She had a brother, Harold and a younger sister, Elsie. Another brother died in infancy. Educated at a school run by the Miss Sandbaches in Hull, Minnie trained as a nurse at Salford Royal Hospital from 1905 - 1908. She stayed at the hospital and was promoted to Staff Nurse and then Sister, joining the Queen Alexandra’s Imperial Military Nursing Service in 1912.
During
the First World War, Minnie nursed in Flanders - in Casualty Clearing Stations,
in a Field Ambulance and in Stationary Hospitals. She was awarded the Military Medal, one of
only 146 nurses to receive this medal during WW1. It was awarded with the
following citation:
“For
most courageous devotion to duty. On the 21st August 1917, this lady was
Sister-in-Charge at No.44 Casualty Clearing Station, Brandhoek, when it was
shelled at short intervals from 11 a.m. till night, one Sister being killed.
This lady never lost her nerve for a moment and during the whole of a most
trying day, carried out her duties with the greatest steadiness and coolness.

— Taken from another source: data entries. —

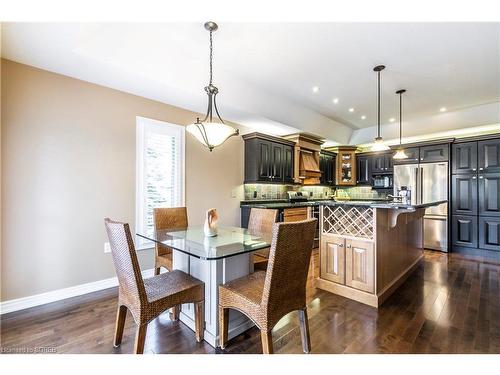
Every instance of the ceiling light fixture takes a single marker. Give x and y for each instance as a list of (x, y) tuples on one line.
[(400, 153), (206, 131), (379, 144)]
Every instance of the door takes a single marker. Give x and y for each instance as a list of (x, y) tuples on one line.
[(332, 258), (265, 156), (277, 162), (360, 265), (434, 153), (364, 175), (489, 155), (434, 186), (413, 154), (464, 230), (464, 158), (489, 233), (489, 194), (464, 194), (406, 175), (288, 163)]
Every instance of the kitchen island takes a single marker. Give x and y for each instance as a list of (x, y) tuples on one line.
[(368, 249)]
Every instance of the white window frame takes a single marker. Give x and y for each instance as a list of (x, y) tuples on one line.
[(144, 125)]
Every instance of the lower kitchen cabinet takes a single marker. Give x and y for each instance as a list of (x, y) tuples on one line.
[(464, 230), (489, 233), (333, 258), (360, 265)]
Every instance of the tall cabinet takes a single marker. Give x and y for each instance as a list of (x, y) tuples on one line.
[(475, 195)]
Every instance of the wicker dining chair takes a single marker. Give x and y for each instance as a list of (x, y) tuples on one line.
[(261, 221), (167, 218), (148, 298), (265, 297)]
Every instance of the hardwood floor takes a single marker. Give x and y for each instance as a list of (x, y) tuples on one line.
[(448, 305)]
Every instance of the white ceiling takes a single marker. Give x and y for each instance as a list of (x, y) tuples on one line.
[(266, 71)]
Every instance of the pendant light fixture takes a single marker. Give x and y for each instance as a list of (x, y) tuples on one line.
[(379, 144), (400, 153), (208, 132)]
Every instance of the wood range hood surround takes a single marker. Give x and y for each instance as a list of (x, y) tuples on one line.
[(306, 162)]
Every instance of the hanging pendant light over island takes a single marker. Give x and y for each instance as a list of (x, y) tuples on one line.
[(207, 131), (379, 144)]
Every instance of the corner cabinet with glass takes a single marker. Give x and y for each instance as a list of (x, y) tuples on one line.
[(346, 166)]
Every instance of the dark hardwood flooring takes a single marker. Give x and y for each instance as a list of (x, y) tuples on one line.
[(448, 305)]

By her work and example she greatly assisted in the speedy evacuation of the
patients and the transfer of the Sisters” (“The London Gazette”, 17th October
1917).
This was
during the Battle of Passchendaele on the Western Front. Sadly one of the nurses in her team - Staff
Nurse Nellie Spindler - was fatally injured during the bombardment and it is
said, died in Sister Wood’s arms.
Minnie
was also awarded the OBE and Royal Red Cross (2nd and 1st class) and mentioned
in dispatches three times.
At the
end of the war she was sent to work in Germany.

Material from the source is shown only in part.